Over 12-months 17 patients were admitted to the hospital for the presumed diagnosis of normal pressure hydrocephalus (NPH). Four patients had cardinal signs of the syndrome: gait disturbance, dementia and urinary incontinence. Six patients had gait disturbance and dementia. Five patients had gait disturbance and ventricular enlargement on CT scans of the brain, while the last two patients had only urinary incontinence and dementia. All patients underwent neurological examination and CT scans. Clinical and radiological results of these patients were compared with the results of the Katzman's test. Katzman's test was performed in all patients. Physiologic solution of 0.9% NaCl was infused in the lumbal subarachnoid space. The rate of infusion was 1 ml/min during 60 minutes. Cerebrospinal fluid (CSF) pressure was recorded simultaneously using metal aneroid. The test was considered positive if either CSF pressure over 300 mm H2 or undulating waves were recorded at any time of the test. Katzman's test was positive in 12 patients (9 of them with NPH). The undulating waves were recorded in 6 patients (5 with NPH).

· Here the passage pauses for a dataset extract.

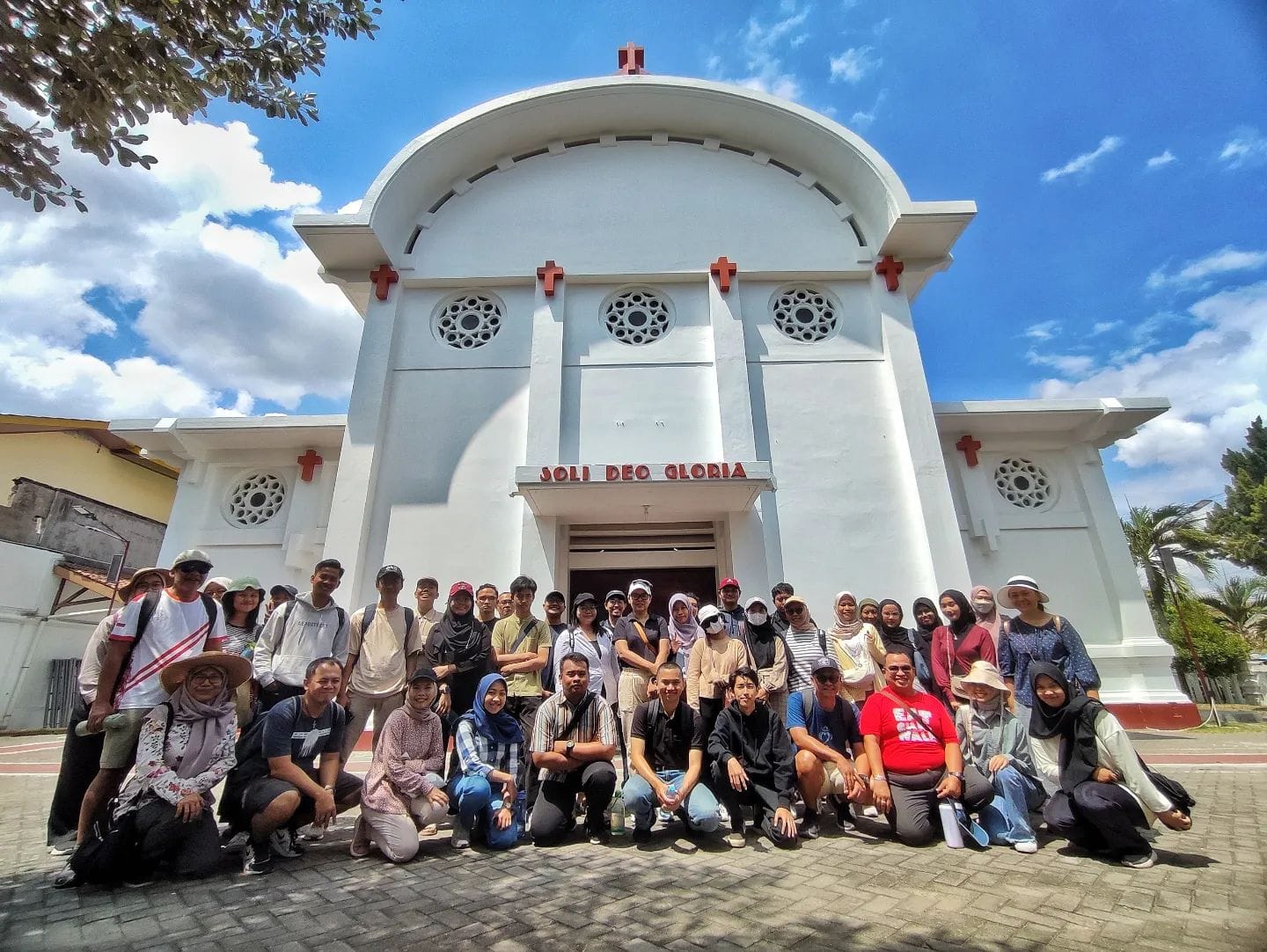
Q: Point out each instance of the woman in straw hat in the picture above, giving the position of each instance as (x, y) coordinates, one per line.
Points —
(184, 751)
(998, 744)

Four of them experienced tachycardia, hyperventilation, cephalea and mild confusion during the test. The test was positive in all 9 patients with NPH but also in 3 patients with different but pathophysiologically similar disorders. The test was positive in all 4 patients with the characteristic clinical triad of the syndrome and also in all 4 patients with periventricular hypodensity on their CT scans. No patient without gait disturbance had positive test. All except one patient with focal signs or pronounced cortical atrophy, besides with dramatic clinical improvement ¹⁴⁾.